The organisation’s president Barclay Bell believes that both DAERA and the Northern Ireland Environment Agency (NIEA) have a lot to answer for when it comes to the approach taken to tackle ammonia emissions.
He said: “The report largely vindicates our views that department have got it wrong when it comes to mapping ammonia emissions in Northern Ireland. We cannot understand how they have arrived at the decisions they have. There has been a complete lack of transparency and communication with industry has been poor. It is no secret that a number of planning applications and Tier 2 Farm Business Improvement Scheme applications are being held up as a result of issues with ammonia.”
Mr Bell added: “We have been critical of the way DAERA and NIEA have dealt with the issue. We want them to clarify and explain why the measuring of ammonia emissions is different here than in the rest of the UK. We believe the science they are using in Northern Ireland is flawed and that a more robust evidence baseline is needed.”
The UFU is considering the report in full but believes it clearly shows that there are still many unknowns in relation to ammonia issues in Northern Ireland and more research is needed.
“Farmers are the custodians of the countryside. We recognise the importance of protecting the environment and have demonstrated a commitment to tackling water quality issues and greenhouse gas emissions through a partnership approach. DAERA and NIEA need to recognise the actions farmers have already taken,” said Bell.

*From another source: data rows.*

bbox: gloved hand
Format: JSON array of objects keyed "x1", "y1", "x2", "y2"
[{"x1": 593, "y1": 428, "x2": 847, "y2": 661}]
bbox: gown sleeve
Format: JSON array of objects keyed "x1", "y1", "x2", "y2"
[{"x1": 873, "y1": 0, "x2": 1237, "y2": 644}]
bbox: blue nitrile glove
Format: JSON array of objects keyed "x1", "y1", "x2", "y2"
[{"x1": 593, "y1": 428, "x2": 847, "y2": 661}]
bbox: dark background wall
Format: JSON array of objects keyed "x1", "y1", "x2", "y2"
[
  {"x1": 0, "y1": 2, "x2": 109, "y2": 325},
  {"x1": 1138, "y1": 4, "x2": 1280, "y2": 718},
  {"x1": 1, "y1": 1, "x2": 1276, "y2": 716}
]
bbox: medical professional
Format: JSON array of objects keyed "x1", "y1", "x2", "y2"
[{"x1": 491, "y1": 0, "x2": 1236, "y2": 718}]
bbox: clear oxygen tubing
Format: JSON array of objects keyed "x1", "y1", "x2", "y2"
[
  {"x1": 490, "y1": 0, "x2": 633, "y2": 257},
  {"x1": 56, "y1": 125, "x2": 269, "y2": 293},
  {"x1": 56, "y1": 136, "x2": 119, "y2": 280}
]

“A meaningful partnership approach between the government and industry would go a long way in helping to tackle this serious issue.”
In a follow-up statement, issued to Farming Life, the UFU makes it clear that further research in to the ammonia emissions’ issue should be carried out by the Agri-Food and Biosciences’ Institute (AFBI), in tandem with its UK partners. The Funding required is to be made available by DAERA and the farmer-supported body Agrisearch.